We recently interviewed Carmen D’Alessio, Impresario behind Studio 54 and one of our first guests in Season 2.
In the interview she references a great quote on time;
The past is history, the future is a mystery, today is a gift, and that’s why we call it the present.
The concept that time is a precious gift was possibly best expressed by
the 17th Century Preacher, Jonathan Edwards, as he laid our reasons why.
- Time is precious in proportion to its importance or the degree it affects our welfare.
- Time is short and limited.
- We have no insight into its continuance or how long we have
- And when it is past, it can not be recovered.
Although serendipity has impacted the different journeys of all our guests, it’s their value of time and the patterns that emerge around how they’ve used time that defines them.
Psychologist Philip Zimbardo set out the optimal perspective on time – called the Optimal Temporal Mix that combines a positive view of the past with a life goal-orientated view of the future with a joyful view of the present. But critically it’s the mental flexibility to shift between perspectives that lead to success.
I witnessed this with Ryder Carroll and the focused intentionality of his Bullet Journal method, with and Andrew Santella during his interview on procrastination and in Shantell Martin through her enlightened and powerful insights into what is being human actually is, on her journey through time.
So if there is one thing I’d urge all listeners to take from season one. It’s to avoid squandering, undervaluing, or giving away our gift of time. As the Preacher said, once that moment is past it’s never coming back. Every moment matters.
All of us, regardless of age, education or experience have an innate and bountiful supply of creativity and imagination, and in every moment, with intentionality, we have an opportunity to mine it, nurture it and apply it to craft the future we desire.
Whatever age you are, think about the aggregated moments of time you have on this blue planet we call Earth. Our time is precious, we can’t earn more, we can’t buy more, we can certainly save it, avoid wasting it but day by day, hour by hour, moment by moment we are spending it.
Reflecting on our guests’ impact has made me question my application of time. The past is the past, but it’s made me more focused on becoming more intentional with how I spend my time in the future.

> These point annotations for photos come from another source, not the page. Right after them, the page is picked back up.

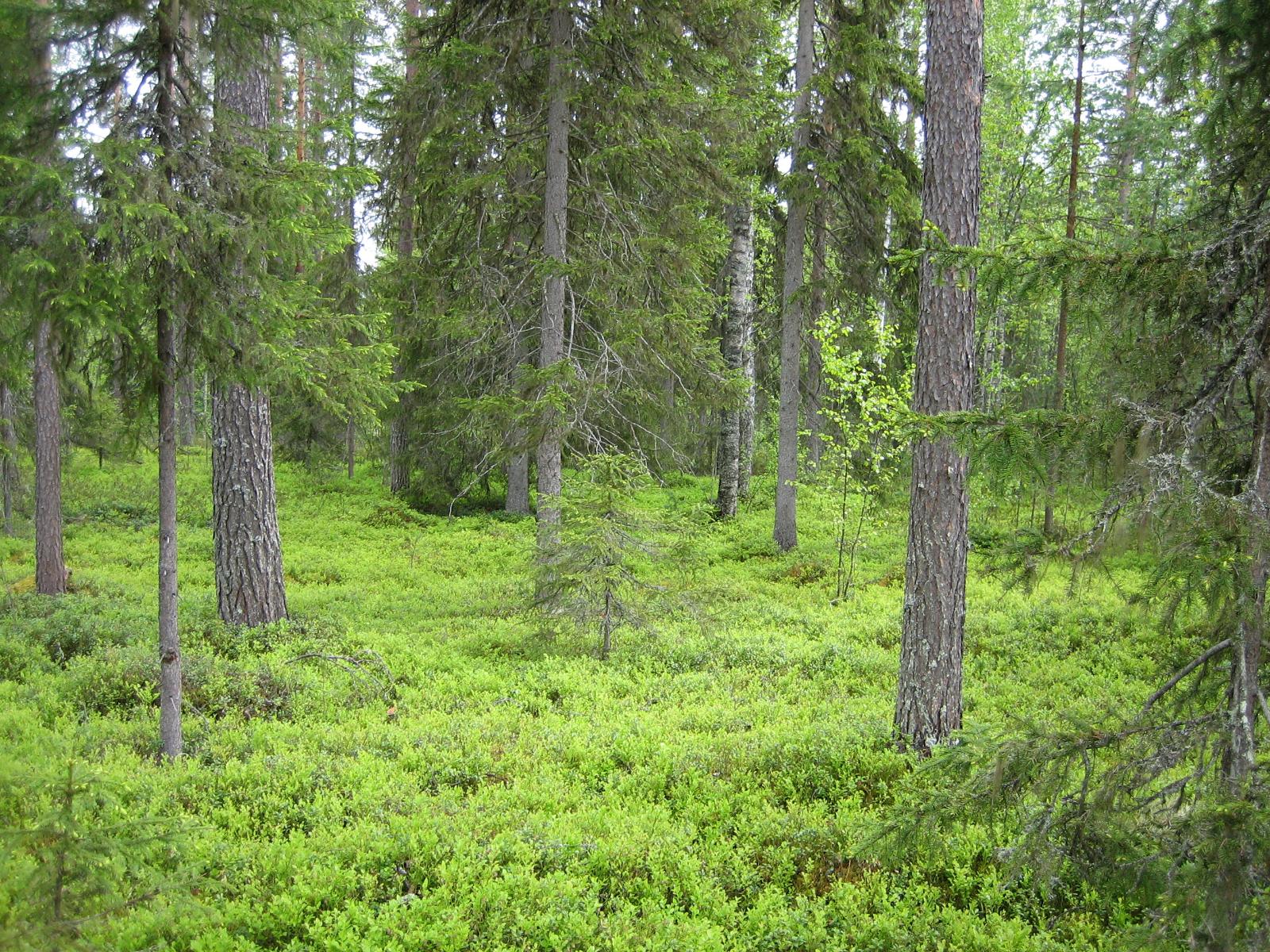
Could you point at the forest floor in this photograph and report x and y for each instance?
(421, 761)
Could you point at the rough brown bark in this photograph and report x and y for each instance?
(1064, 295)
(518, 482)
(556, 245)
(741, 282)
(929, 698)
(785, 531)
(249, 583)
(8, 452)
(399, 428)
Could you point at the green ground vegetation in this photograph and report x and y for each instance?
(421, 759)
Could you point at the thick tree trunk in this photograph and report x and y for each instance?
(929, 700)
(741, 282)
(814, 359)
(556, 245)
(48, 399)
(1064, 295)
(785, 531)
(518, 482)
(249, 584)
(8, 455)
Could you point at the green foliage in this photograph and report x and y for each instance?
(711, 786)
(592, 574)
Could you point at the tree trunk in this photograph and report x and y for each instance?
(50, 564)
(1064, 295)
(785, 531)
(168, 17)
(741, 282)
(399, 428)
(929, 700)
(48, 401)
(746, 428)
(249, 584)
(1128, 145)
(556, 245)
(8, 455)
(169, 634)
(814, 359)
(518, 482)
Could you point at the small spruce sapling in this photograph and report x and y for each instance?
(590, 574)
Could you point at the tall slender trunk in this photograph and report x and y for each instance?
(785, 531)
(556, 245)
(169, 631)
(48, 400)
(399, 428)
(520, 241)
(50, 562)
(746, 425)
(929, 698)
(814, 359)
(8, 455)
(171, 734)
(1064, 292)
(352, 271)
(1128, 144)
(249, 583)
(741, 277)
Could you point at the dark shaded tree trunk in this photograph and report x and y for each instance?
(249, 583)
(48, 399)
(741, 282)
(929, 698)
(1064, 292)
(785, 531)
(8, 455)
(1235, 876)
(399, 428)
(554, 244)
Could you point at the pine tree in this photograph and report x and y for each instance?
(929, 704)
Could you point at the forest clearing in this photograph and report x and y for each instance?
(611, 475)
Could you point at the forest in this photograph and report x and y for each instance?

It’s why I am so concerned by how our time is increasingly controlled by technology that commands our attention in a manner that not only dilutes our intentionality but threatens to destroy our identities and societies.
Whether we value it or not, our time has immense value, to what the center for humane technology call, the extractive attention economy, which mines our time and attention through well-designed mechanisms of mass distraction.
To a greater or lesser degree, as we surrender our time without heed, to the digital addiction apps, we struggle to separate fact from fiction, fall victim to political manipulation and ideological polarization and increasingly suffer from social superficiality of shallow media that impacts the mental health of ourselves and our children.
Instead of being distracted by the superficial commercial or transient content that bombards us,
It is time for us to re-evaluate the preciousness of moments and the power we have to craft the future we desire.
Writer and designer Nir Eyal considers the opposition of distraction to be traction, not attention. – the traction we have when we focus our time and attention on constructive actions.
To gain more traction, we need to reclaim our time and our minds. Turn off those notifications, delete some apps, and leave home without your phone.
I, for one, am starting to question, challenge, and confront the reality of my virtual side of life.
As I strive to be more social – with others in person and not apps, to seek and engage with people of Different perspectives
From different cultures
With different ideas
Look up, look around and look into the eyes of who I am present with
Listen and learn not from the propaganda that’s become my newsfeed but from books and the universal wisdom passed down through centuries.
I feel this is the time to apply more curiosity, embrace serendipity, and become more mentally agile.
I think this will be time well spent.